Vou tentar não te ligar dessa vez. Me concentrar em todos os detalhes. Pra deixar essa falta que você faz adormecer. Se ela entrasse em sono profundo não seria tão mal. Porque é uma falta sem remédio e sem consolo. Nem mesmo o seu.
Mas você liga e rompe o meu pacto de silêncio, interrompe o meu ritual de congelamento de sentimentos sem-saída. Você quer desligar, liguei só pra conferir uma coisa: com quantos paus se faz uma canoa? Eu respondo um número inteiro. Inteiro não. Quebrado, despedaçado, quase definhando de uma coisa indefinível, um abismo de incertezas desconexas. Você quer desligar, devo estar te atrapalhando. Mas não é preciso ligar pra atrapalhar e ligar não atrapalha, não necessariamente. Só se eu quiser que atrapalhe. A partir de agora vai ser assim: só vou sentir o que eu quiser, onde eu quiser e na hora em que eu quiser. Eu sou a dona da minha própria abstração. Muito prático. Mas essa história não te convence.
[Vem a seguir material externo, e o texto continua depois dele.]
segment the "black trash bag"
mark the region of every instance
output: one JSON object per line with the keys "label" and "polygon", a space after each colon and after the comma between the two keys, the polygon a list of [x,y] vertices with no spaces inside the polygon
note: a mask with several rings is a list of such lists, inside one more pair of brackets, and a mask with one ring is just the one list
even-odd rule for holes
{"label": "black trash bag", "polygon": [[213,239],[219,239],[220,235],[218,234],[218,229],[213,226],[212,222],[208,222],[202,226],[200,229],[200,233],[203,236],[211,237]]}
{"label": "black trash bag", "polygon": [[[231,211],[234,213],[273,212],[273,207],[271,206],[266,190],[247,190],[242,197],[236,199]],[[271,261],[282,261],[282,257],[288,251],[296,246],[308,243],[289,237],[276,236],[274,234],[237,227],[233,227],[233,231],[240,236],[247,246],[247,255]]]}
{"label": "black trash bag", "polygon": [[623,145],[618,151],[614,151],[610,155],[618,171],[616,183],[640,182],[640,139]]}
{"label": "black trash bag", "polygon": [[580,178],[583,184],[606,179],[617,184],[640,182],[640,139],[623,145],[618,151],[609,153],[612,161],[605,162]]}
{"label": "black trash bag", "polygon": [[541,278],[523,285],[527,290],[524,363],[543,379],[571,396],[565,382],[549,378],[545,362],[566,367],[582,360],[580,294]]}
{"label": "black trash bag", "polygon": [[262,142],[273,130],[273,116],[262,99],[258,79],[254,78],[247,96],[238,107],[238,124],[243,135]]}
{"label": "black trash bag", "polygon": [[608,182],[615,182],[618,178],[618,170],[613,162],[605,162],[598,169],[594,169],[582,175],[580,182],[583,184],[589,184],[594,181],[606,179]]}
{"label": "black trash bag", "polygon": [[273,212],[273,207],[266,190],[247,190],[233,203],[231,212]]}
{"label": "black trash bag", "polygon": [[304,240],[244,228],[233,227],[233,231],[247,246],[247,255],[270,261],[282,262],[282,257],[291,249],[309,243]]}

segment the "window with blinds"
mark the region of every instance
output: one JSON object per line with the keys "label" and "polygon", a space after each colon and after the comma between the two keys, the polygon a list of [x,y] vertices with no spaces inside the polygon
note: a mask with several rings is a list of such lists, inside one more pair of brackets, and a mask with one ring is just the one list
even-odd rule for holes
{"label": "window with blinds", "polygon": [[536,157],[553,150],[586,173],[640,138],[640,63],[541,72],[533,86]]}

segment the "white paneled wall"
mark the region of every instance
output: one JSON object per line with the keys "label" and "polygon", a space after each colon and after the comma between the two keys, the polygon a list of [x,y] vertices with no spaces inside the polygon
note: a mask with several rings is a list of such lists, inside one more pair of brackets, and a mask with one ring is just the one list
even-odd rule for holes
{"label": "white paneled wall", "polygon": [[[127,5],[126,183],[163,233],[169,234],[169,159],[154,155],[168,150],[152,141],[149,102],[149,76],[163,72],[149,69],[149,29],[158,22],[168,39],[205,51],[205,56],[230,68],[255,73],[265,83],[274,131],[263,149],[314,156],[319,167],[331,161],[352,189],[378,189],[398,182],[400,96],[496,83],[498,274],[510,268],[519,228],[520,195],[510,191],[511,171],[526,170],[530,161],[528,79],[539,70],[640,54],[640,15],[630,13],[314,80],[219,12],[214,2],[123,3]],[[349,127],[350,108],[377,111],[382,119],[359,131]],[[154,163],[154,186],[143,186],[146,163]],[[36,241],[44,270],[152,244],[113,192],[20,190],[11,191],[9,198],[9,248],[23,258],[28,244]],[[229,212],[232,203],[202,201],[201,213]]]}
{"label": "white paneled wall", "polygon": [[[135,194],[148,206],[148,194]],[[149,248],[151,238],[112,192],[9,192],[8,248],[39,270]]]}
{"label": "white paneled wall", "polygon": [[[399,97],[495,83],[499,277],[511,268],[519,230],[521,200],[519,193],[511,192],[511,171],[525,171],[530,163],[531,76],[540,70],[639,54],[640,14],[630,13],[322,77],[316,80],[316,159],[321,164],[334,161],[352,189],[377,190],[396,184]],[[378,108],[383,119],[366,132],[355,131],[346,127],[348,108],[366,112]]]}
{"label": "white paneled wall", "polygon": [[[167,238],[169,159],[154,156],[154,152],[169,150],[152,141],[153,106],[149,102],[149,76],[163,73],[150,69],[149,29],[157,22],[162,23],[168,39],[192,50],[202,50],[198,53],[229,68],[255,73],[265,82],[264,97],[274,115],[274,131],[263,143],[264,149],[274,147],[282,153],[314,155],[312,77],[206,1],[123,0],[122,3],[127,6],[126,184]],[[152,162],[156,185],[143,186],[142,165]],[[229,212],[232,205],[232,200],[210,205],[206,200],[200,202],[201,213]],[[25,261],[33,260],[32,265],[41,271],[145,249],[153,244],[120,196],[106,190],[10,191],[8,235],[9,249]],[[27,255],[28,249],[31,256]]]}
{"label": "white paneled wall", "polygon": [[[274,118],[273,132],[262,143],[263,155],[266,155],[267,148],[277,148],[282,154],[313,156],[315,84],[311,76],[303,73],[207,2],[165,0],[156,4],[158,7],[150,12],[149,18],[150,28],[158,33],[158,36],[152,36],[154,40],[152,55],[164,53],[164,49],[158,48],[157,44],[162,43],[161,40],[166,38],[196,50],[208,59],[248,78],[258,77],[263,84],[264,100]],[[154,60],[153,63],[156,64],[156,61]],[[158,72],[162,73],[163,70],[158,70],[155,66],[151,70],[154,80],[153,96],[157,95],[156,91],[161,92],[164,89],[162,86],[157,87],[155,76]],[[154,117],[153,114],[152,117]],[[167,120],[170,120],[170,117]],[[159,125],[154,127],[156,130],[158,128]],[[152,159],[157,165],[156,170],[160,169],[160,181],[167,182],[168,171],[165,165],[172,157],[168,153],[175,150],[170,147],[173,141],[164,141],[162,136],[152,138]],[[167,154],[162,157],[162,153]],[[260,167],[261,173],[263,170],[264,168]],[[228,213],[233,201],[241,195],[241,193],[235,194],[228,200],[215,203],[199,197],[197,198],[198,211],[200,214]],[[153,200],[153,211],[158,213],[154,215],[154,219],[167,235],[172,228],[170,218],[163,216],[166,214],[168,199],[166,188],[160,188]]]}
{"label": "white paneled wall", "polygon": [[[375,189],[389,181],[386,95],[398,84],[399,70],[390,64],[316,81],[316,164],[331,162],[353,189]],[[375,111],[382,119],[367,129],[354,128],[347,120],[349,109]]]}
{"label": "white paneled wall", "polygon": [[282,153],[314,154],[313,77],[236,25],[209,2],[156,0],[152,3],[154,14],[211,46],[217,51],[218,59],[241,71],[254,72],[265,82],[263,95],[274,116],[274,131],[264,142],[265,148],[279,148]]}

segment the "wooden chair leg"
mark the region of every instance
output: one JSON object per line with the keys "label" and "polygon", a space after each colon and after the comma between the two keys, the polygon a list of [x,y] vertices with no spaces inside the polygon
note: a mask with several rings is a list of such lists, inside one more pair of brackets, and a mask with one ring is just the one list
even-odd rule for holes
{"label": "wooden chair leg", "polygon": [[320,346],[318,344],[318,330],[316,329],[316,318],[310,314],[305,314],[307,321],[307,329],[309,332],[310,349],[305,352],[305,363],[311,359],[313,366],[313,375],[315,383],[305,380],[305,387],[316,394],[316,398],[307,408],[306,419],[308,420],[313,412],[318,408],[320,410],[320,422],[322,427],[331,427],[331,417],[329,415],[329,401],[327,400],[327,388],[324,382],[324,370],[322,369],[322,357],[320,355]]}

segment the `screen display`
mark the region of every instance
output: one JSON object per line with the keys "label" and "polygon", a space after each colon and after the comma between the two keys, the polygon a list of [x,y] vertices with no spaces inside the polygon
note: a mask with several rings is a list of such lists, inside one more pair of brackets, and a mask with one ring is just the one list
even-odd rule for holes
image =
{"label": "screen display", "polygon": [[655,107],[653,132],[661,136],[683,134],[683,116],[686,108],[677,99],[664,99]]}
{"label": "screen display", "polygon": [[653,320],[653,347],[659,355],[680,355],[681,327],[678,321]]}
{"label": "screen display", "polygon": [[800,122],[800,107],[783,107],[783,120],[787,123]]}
Você quer desligar, claramente. Eu não. Pergunto como foi seu dia pra ganhar tempo. Tempo pra quê? Esqueço de montar uma estratégia e me envolvo nas suas casualidades, que são leves e sinceras. Agora eu sei desenhar alguma coisa que você não sabe. Você ri um riso cansado, mas paciente. Eu tento ser sutil, mas nunca sei se consigo. Enquanto não supero a distância entre as ondas sonoras minhas e suas não me dou por satisfeita. Como a satisfação é um objetivo inalcançável, tento escrever. Dessa vez num lugar em que você não precisa ler. Não necessariamente. Escrever é confiar às palavras todas as coisas indizíveis. Depois reconhecer a frustração de tentar e não conseguir. Não conseguir ser fiel ao que se sente. Não conseguir ser original, numa pretensão incansável de ser a única no mundo a experimentar todas as fases de um sentimento sem nome, ímpar, nobre. Às vezes sinto como se chegasse perto, muito perto de traduzir a eletricidade que me conduz em letras que me confortam. Mas não. Seria utópico da minha parte. E infantil.
Você quer desligar e não tenho mais palavras. Até amanhã então. Boa noite, bom sono. Dessa vez.
...
Posso te presenciar em cada pedaço do meu dia.